1939 Best Short Story - My Ballot

1939 Retro-Hugo Awards - Best Short Story

I definitely had a favorite in this group, as well. But several were fun to read.

Spoilery comments and my ballot behind the link...
1. “How We Went to Mars” by Arthur C. Clarke (Amateur Science Stories, March 1938)
This little story is really funny! Quite, quite silly. And so very British. It pokes loving fun at so many of the sci-fi tales of the day. Rocket societies have sprung up in many of the nations of the world, all setting off rockets and trying to outdo each other, with lots of disastrous results, and the narrator isn't bothered in the slightest. The narrator's rocket society eventually accidentally rockets themselves to Mars, and back, and it's quite the fun little ride. I loved this story a lot.

2. “The Faithful” by Lester del Rey (Astounding Science-Fiction, April 1938)
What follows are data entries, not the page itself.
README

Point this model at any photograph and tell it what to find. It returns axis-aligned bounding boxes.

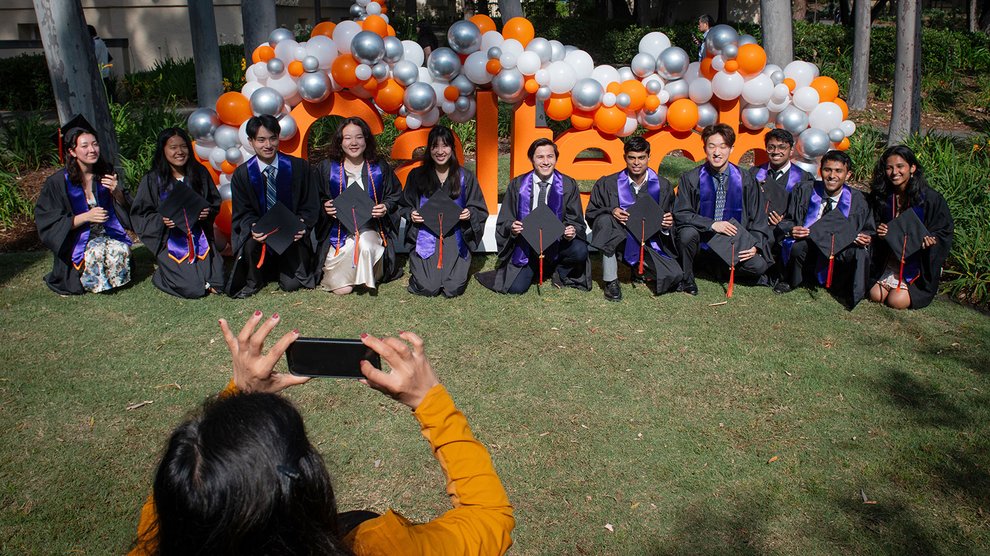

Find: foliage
[0,113,58,173]
[0,169,34,227]
[0,53,55,111]
[845,124,886,182]
[109,101,185,192]
[122,45,247,104]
DOG PEOPLE!!! And anxiety over the building war and the development of war technologies that could end Man forever. Dogs mourning the loss of Man, with whom they've lived and whom they've served for 50,000 years. They find a new friend in the somewhat-less-uplifted apes, and hope to rebuild them into a new, better Man. But what does it mean at the end - "For no man knoweth--"? The Rapture? The return of Christ? This left me with a big "What??"
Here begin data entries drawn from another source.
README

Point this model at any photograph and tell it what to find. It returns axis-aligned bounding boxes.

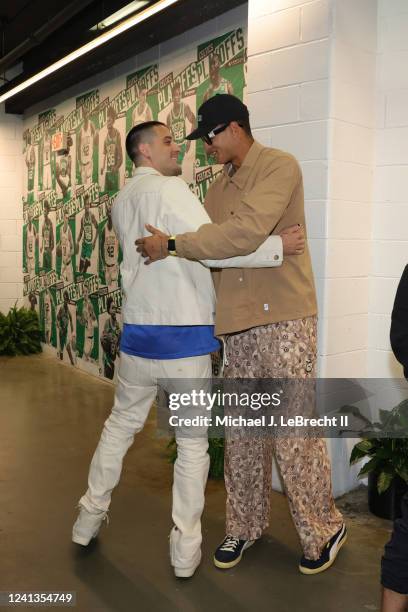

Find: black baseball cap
[186,94,249,140]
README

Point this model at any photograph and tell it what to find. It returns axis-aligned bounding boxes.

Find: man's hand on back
[280,224,305,256]
[135,224,170,264]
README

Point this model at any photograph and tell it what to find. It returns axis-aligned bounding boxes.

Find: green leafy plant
[0,304,42,356]
[167,437,225,479]
[346,399,408,494]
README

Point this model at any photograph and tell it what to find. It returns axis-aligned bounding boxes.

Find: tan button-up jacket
[176,141,318,335]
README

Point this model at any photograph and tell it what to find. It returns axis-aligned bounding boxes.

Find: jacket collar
[223,140,264,189]
[133,166,162,177]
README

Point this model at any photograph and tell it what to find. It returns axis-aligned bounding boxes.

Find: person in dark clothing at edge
[381,264,408,612]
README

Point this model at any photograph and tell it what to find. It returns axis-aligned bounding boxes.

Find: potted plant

But then, here, the author himself is talking about how it was his first written story, written in just a few hours, and he wrote it as a nice, simple, direct story, so perhaps I'm overthinking it. :) Next!


3. “Hyperpilosity” by L. Sprague de Camp (Astounding Science-Fiction, April 1938)

Humanity Gets Its Hair Back. This was a fun little read. 

4. “Hollerbochen’s Dilemma” by Ray Bradbury (Imagination!, January 1938)
That's a short story, all right! Simple little mind game of a story. Fun but not much to it. A man who can see the future and can briefly stop time tries to figure out how to avoid his impending demise. I guess it's historic since it's Ray Bradbury's first published story.

5. “Helen O’Loy” by Lester del Rey (Astounding Science-Fiction, December 1938)
Meh. Men create ultra-beautiful robot and give her the capability of human emotions. She's beyond beautiful, equipped like a real human woman, and her only drive is to be the perfect wife. Both men fall in love with her, and no other women can compare. Blech.